Florence se remémore l’histoire de Joël, un jeune footballeur venu du Cameroun dans l’espoir de décrocher un contrat. Il est mort seul sur un terrain vague : « La commune m’appelle : “On a un problème avec notre frigo, on ne peut pas le garder, il fait trop chaud.” On a gagné quelques jours, trouvé un funérarium, payé de notre poche. Le temps que des amis puissent lui dire au revoir. Il avait la vingtaine. C’était un gâchis immense. »

Après vingt ans d’existence, malgré quelques avancées — les tombes identifiées en sont une — les obstacles restent innombrables. Communes indifférentes [il y en a dix-neuf dans la région de Bruxelles], procédures absurdes. « Parfois, on nous prévient après l’enterrement », soupire Florence. Des cercueils sans témoin, des croix qui disparaissent. « On demande juste des choses simples. Mais on voit bien que dès qu’on arrête de se battre, ils cessent de prendre soin. »

Pour une sécurité sociale de la mort

Cléo, elle, se reconnaît dans la proposition d’une “sécurité sociale de la mort”, portée par le collectif français du même nom : « Les pompes funèbres devraient être un service public — et je dis ça en gagnant ma vie grâce à ce métier. Le minimum doit être garanti. On cotise toute notre vie, on paie la TVA sur tout ce qu’on achète, et au moment où on meurt, on n’existe plus. Ce n’est pas normal. »

Pour elle, qui est aussi présidente de l’ASBL Compostez-moi ! — qui a pour but d’obtenir l’introduction dans le droit belge du compostage funéraire — leur engagement s’inscrit pleinement dans une écologie du lien. « L’écologie, rappelle-t-elle, c’est d’abord être en logique avec son environnement. »

Or, rien n’est plus incohérent, selon Cléo, que d’abandonner les plus fragiles au bord du chemin. Et puis, « le plus grand ennemi de l’écologie, c’est le capitalisme », dit-elle sans détour. « Tant qu’on n’existe que si on a de l’argent, on reste dans une logique mortifère. » À ses yeux, chaque déplacement du collectif, chaque cérémonie, est un acte de résistance — une façon de réaffirmer que la dignité dans la mort, elle aussi, fait partie du soin au vivant.

Cette « écologie du lien » se déploie chaque année, début novembre, quand le collectif organise une cérémonie sur la place de l’Albertine, au cœur de Bruxelles.
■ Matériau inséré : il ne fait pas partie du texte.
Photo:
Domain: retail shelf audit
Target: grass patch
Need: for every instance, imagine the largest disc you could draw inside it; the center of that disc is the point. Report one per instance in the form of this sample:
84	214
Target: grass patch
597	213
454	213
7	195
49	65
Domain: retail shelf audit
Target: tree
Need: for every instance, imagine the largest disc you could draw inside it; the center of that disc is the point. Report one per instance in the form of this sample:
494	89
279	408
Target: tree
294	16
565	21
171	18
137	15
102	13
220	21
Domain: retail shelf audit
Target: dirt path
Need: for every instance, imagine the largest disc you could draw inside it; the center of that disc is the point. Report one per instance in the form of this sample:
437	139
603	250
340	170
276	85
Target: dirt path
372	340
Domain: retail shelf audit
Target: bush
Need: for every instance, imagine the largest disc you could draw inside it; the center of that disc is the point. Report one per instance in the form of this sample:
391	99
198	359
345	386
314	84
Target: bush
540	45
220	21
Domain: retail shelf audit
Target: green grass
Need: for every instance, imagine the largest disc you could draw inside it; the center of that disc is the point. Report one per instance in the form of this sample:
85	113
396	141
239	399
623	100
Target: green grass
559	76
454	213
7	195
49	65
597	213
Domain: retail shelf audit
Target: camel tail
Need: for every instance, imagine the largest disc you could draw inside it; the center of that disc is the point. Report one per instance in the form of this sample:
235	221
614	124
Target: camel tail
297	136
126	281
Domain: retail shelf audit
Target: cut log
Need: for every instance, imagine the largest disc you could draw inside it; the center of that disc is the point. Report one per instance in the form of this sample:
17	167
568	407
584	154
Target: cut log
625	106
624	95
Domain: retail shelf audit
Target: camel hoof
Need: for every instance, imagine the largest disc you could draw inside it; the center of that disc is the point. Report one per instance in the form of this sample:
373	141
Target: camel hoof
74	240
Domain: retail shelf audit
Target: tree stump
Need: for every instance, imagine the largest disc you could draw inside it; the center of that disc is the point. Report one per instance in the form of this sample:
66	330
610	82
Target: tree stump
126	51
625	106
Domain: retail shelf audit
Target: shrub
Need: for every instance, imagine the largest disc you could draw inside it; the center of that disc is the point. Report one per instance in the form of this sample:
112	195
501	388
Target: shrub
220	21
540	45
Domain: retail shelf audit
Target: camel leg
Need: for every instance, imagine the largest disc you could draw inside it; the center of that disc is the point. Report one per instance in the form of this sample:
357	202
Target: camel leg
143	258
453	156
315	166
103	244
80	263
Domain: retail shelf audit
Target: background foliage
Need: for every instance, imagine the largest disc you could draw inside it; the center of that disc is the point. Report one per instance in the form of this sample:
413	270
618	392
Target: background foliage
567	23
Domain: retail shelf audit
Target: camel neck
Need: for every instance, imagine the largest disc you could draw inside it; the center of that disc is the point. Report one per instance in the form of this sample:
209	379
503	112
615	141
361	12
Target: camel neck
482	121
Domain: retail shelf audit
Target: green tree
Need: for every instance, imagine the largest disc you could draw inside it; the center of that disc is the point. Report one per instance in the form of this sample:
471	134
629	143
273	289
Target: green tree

Un arbre y a été planté pour les morts de la rue. Quand le vent s’y engouffre, il semble porter les murmures de ceux qui sont partis, rappelant qu’ils ont un jour existé. 

Sur le sac à dos de Cléo, un pins indique «  Compostez-moi quand je meurs  ». © Jeanne Fourneau / Reporterre

Dans les couloirs des structures d’accueil, la mort laisse toujours une trace. « Elle fait partie de notre travail, mais on ne s’y habitue jamais vraiment », confie Alexandra Trips, psychologue au sein du programme « Housing First », qui propose un accès direct au logement pour des personnes sans chez-soi, souvent confrontées à des troubles psychiques lourds ou à des addictions.

Elle raconte combien la présence du Collectif des morts de la rue agit comme un appui essentiel, parce qu’il sait trouver la juste place : soutenir sans s’imposer, alléger les démarches administratives, faciliter le lien avec les services, et, quand il le faut, être là au moment des funérailles. « Sans chercher la lumière, le collectif apporte un réconfort discret aux travailleurs sociaux, souvent démunis face à la mort de personnes qu’ils ont accompagnées. Leur présence amène de la douceur quand c’est le moment de dire au revoir. »

Yves remet sa casquette, Cléo ramasse un bouquet fané, et Florence fronce les sourcils devant des croix jetées dans la poubelle. Une autre cérémonie se déroule à quelques enjambées, dans un autre monde, où la terre n’est pas nue.

Avant de partir, Yves s’arrête devant une tombe. Il ajuste un galet bleu. Une manière de dire : On pense à vous. Dans la boue du carré des indigents, un peu de chaleur demeure.